Nearly there. Let's get the middle piece, the actual payee information. We want to exclude the leading comma separator, and any leading or trailing whitespace \s, so that the payee begins and ends with non-space characters \S.

$PayeeRegex = "(?<payee>\S.*?\S)"         # match as little as possible

$AlphaMonthRegex = "(?<amon>JAN|FEB|MAR|APR|MAY|JUN|JUL|AUG|SEP|OCT|NOV|DEC)"
$DayOfMonthRegex = "(?<dom>\d{2})"
$YYearRegex = "(?<yy>\d{2})"
$ADateRegex = "(?<adate>${DayOfMonthRegex}${AlphaMonthRegex}${YYearRegex})"
$TrailCRegex = "(?<trailc>(\sC){0,1})"
$ADateRegex = $ADateRegex + $TrailCRegex

$CardRegex = "(?<carddigits>\d{4})"
$RefundRegex = "(?<refund>\s*,\s*REFUND){0,1}"     # allow 0 or 1 matches

$AllRegex = 
    "^${CardRegex}\s+${ADateRegex}\s*,\s*${PayeeRegex}\s*${RefundRegex}$"

if ($row.Description -match $AllRegex) {
    $CardDigits = $Matches.carddigits              # a named match
    $RefundPresent = $null -ne $Matches.refund     # null or a named match
    $AlphaDate = $Matches.adate                    # or whatever we need
    $TrailCPresent = -not [string]::IsNullOrWhiteSpace($Matches.trailc) 
    $Payee = $Matches.payee                        # further processing...
    $PayeeStart = $Payee -replace ",.*",''         # up to 1st comma
    $PayeeLines = $Payee -split "\s*,\s*"          # multi-line version
}

And there we go. \s+ catches mandatory whitespace, \s* catches optional whitespace.

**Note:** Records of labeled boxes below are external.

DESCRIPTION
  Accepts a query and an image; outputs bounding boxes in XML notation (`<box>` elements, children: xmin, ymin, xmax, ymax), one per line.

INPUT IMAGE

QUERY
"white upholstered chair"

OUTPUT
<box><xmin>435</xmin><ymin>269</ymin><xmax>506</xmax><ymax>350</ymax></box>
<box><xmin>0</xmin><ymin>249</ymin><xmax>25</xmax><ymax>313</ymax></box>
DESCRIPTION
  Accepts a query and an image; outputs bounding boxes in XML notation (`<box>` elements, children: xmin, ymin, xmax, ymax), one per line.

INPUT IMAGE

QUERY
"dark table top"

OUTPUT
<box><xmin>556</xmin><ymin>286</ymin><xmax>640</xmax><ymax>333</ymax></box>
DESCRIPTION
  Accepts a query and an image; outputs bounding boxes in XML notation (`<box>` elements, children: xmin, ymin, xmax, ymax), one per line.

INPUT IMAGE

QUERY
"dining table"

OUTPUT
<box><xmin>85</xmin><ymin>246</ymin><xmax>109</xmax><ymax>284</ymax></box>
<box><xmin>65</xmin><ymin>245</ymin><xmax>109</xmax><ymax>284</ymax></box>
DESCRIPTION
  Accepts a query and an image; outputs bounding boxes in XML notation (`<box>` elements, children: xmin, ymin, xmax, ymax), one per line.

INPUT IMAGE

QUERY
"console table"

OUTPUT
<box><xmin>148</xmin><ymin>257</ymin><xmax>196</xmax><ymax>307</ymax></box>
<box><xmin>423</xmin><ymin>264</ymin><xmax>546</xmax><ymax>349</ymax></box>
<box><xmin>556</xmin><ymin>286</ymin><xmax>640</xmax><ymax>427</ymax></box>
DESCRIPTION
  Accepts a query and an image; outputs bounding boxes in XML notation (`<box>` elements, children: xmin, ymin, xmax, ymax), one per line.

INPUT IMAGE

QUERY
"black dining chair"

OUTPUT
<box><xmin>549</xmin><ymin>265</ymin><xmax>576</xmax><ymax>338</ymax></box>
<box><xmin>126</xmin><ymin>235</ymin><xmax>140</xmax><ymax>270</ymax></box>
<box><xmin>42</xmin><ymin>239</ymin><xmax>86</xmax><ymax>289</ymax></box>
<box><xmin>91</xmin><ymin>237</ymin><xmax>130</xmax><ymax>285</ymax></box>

That $Payee -split "\s*,\s*" construction is used to split the payee section into an array, splitting at internal commas. The -split operator takes a regex, which mops up any leading or trailing space around the commas, leaving the array elements without leading or trailing space.

I hope this has helped illuminate the power of Regular Expressions in powershell, and provided some pointers on how to write maintainable Regular Expression code in general.

I intend to follow up in a future post on using REST from powershell, as well as Alternate Data Streams on NTFS.